Metodologia proprietaria di valutazione
La metodologia di valutazione di CPR AM è il risultato di 2 anni di ricerca e utilizza una scala di punteggio da A a E per valutare le aziende e i Paesi rispettivamente in base a 17 e 22 criteri. La metodologia si basa su 3 principi:
- Selezione: il 50% delle 3mila azioni dell'indice MSCI All Country World è escluso dal punteggio di “disuguaglianza" complessivo.
- Significatività: nonostante un buon punteggio complessivo, la cattiva condotta in uno o più pilastri potrebbe influire negativamente sulla valutazione di un’azienda; pertanto, il peggior 10% di ciascuno pilastro sarà escluso. Ogni pilastro ha la stessa ponderazione.
- Miglioramento: la politica sociale della società deve riflettere o essere migliore delle best practice del proprio Paese; pertanto, le aziende selezionate devono avere un punteggio complessivo maggiore o uguale al paese in cui hanno la propria sede.
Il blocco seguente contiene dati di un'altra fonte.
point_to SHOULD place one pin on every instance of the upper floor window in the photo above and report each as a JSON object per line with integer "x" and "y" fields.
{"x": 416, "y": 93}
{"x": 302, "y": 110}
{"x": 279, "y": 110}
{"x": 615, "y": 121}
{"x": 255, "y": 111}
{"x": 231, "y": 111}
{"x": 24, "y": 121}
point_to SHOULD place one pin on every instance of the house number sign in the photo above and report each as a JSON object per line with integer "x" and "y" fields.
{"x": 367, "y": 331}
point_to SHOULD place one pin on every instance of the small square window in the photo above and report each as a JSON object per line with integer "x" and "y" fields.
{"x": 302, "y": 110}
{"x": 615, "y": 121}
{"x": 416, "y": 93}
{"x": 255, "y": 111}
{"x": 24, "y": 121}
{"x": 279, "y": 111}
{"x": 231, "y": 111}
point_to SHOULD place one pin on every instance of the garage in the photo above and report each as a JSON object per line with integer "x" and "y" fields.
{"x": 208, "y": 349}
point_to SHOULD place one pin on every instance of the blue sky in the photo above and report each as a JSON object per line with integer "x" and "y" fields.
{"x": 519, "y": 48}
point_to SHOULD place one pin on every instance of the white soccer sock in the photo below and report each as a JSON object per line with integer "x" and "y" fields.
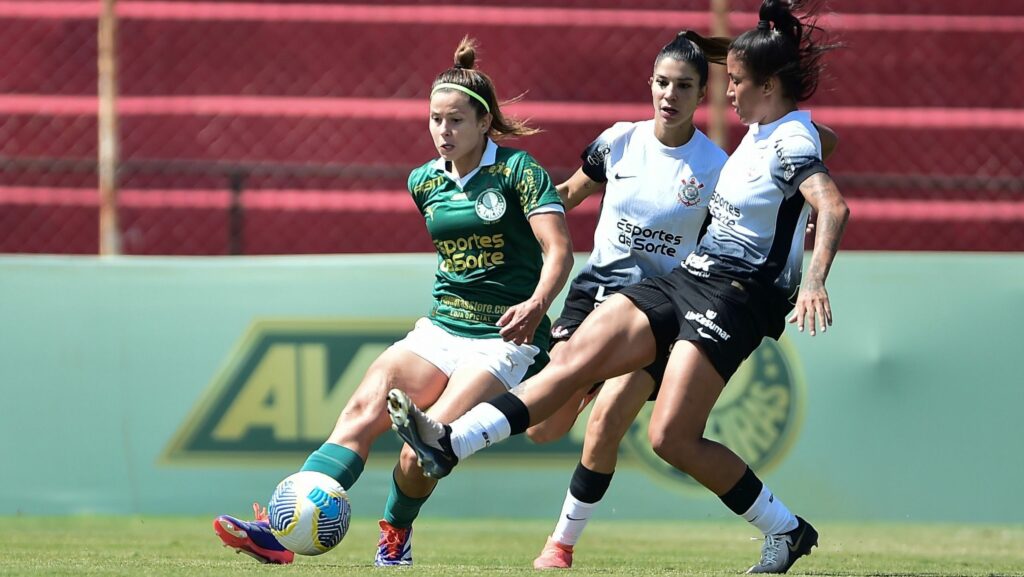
{"x": 480, "y": 426}
{"x": 572, "y": 520}
{"x": 769, "y": 514}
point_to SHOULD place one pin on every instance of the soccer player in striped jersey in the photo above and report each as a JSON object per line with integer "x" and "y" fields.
{"x": 657, "y": 176}
{"x": 663, "y": 206}
{"x": 707, "y": 316}
{"x": 503, "y": 255}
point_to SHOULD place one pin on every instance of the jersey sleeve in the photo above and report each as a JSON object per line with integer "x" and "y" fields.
{"x": 595, "y": 157}
{"x": 532, "y": 183}
{"x": 416, "y": 187}
{"x": 797, "y": 157}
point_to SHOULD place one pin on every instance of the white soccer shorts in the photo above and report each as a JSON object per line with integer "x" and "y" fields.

Oltre al “punteggio di disuguaglianza”, la metodologia ESG di CPR AM valuta se una determinata società debba essere inclusa nell'universo di investimento del fondo. I filtri vengono applicati alle aziende coinvolte nelle principali controversie ESG, nonché a tutte le società che ottengono punteggi scarsi sia nei criteri ESG generali sia nei sottostanti criteri sociali.